Are you looking to acquire real estate investments and maybe considering bringing another investor into the agreement? Then make sure you read this blog post first! Buying investment property with a partner can be a great way to invest, if you follow these 3 strategies…
They say “two heads are better than one” and that’s true in many areas, including buying investment property with a partner. But remember: a partner brings benefits to the table but also adds a layer of complexity to the situation. The best way to make sure you have an enjoyable and mutually profitable investment is to discuss and agree on the following 3 strategies…
Strategy #1. Agree On What Each Partner Brings To The Table
When people think about partnering, they often first think of the money and how much capital each partner brings. However, depending on the investment, each partner might bring different things including capital, sweat equity, knowledge and experience, an existing business and/or existing relationships, and a good credit score… just to name a few. There are many ways that both partners can contribute in an investment deal.
Strategy #2. Agree On Each Partner’s Ongoing Responsibilities
Once the deal is acquired, they might yet be more work to do. If you’re managing the property yourself then you’ll need to figure out who does what; if you’re hiring a property manager then you’ll still need to decide who speaks to the property manager if you need to. You’ll need to decide who deals with the tenants and who deals with the taxes and paperwork.
Strategy #3. Agree On Each Partner’s Expected Return And Exit
As the property starts to deliver a return, you will need to figure out what each partner gets. Do you split the cash flow? By what percentage? Will you split the value of the property if the property is sold in the market? By what percentage? It doesn’t have to be 50/50 if one partner brings more to the table than another. You also need to decide on your exit strategy – for example, under what conditions will you choose to the sell the house? What happens if one partner wants to leave the agreement?
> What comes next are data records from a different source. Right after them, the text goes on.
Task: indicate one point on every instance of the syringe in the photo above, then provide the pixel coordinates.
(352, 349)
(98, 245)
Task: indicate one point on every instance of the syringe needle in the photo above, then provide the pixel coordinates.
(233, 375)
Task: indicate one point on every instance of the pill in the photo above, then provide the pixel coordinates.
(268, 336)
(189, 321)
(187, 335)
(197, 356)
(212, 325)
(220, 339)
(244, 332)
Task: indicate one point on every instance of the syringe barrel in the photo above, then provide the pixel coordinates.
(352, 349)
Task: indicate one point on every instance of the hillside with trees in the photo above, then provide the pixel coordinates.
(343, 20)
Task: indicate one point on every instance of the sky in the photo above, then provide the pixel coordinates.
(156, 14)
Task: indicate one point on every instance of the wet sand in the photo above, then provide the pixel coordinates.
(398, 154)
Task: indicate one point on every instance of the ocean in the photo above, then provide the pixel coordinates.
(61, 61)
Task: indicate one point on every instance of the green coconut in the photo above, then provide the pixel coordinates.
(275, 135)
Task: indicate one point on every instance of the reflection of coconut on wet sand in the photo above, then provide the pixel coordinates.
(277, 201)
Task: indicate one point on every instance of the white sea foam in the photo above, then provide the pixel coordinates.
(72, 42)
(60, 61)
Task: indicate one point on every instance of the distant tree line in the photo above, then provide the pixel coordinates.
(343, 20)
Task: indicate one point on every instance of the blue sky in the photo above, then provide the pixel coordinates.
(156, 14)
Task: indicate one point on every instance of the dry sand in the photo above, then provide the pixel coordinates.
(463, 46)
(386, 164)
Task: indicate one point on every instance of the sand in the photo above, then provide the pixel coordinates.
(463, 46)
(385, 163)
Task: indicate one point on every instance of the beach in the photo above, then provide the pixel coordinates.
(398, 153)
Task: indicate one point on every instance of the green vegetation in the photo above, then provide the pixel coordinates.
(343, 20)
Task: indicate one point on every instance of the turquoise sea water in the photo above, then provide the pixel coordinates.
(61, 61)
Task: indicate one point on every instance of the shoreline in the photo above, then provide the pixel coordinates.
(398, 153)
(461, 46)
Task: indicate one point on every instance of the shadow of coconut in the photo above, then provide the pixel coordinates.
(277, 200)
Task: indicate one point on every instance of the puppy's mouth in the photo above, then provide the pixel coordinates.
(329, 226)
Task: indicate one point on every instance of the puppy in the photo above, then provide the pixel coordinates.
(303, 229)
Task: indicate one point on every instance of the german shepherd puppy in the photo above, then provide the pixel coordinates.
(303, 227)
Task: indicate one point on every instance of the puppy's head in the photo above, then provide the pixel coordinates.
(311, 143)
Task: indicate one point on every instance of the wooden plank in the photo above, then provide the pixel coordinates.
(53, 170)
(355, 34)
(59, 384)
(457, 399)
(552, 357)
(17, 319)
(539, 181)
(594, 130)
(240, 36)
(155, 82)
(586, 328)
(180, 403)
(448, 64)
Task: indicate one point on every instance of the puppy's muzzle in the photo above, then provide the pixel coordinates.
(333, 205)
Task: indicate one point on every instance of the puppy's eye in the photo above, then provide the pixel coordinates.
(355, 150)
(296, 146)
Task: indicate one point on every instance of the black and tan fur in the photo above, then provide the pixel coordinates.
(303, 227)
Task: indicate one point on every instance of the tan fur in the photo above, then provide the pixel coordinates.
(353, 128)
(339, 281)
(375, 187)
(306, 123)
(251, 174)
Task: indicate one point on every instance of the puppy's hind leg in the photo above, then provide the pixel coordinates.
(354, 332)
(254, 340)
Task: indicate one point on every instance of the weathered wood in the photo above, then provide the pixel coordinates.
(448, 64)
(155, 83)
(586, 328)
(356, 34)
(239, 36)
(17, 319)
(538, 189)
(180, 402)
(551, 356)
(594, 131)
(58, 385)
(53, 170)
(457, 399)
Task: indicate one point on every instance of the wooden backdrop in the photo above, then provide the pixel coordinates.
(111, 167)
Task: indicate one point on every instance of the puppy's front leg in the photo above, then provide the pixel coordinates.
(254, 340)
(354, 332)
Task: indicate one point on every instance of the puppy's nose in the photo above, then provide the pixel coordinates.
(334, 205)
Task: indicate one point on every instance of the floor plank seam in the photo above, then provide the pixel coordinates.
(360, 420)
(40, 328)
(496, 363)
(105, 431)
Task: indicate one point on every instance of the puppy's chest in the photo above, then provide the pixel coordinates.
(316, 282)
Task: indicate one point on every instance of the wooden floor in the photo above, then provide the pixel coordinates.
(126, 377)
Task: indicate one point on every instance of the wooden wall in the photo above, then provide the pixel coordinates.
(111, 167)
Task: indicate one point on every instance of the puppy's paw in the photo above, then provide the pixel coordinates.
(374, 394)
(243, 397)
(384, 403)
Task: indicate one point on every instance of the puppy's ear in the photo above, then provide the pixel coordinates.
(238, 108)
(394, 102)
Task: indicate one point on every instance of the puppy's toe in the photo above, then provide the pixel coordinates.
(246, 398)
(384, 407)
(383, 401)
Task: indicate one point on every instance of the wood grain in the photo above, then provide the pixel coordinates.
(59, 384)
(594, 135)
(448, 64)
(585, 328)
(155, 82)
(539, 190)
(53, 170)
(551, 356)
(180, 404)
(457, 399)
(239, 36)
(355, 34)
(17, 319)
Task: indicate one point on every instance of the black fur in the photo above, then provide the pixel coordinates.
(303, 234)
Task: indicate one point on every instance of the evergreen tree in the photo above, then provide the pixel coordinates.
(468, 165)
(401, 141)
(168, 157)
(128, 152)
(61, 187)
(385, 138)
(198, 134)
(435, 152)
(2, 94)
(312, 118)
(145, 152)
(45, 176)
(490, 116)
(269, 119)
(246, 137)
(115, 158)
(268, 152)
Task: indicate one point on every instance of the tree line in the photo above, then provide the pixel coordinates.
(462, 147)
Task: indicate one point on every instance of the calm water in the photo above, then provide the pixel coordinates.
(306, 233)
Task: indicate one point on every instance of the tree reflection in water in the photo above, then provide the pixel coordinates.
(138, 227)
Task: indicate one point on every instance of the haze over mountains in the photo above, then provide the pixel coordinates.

Buying investment property with a partner might seem like it’s fraught with peril but it’s really not – as long as you figure out ahead of time what the agreement will look like between the two of you. You need to sit with your partners and determine what you’re each bringing to the table, what your ongoing responsibilities are, and what you each expect to get out of the deal. Knowing this ahead of time will help erase many difficulties and misunderstandings, and ensure everyone feels fairly treated.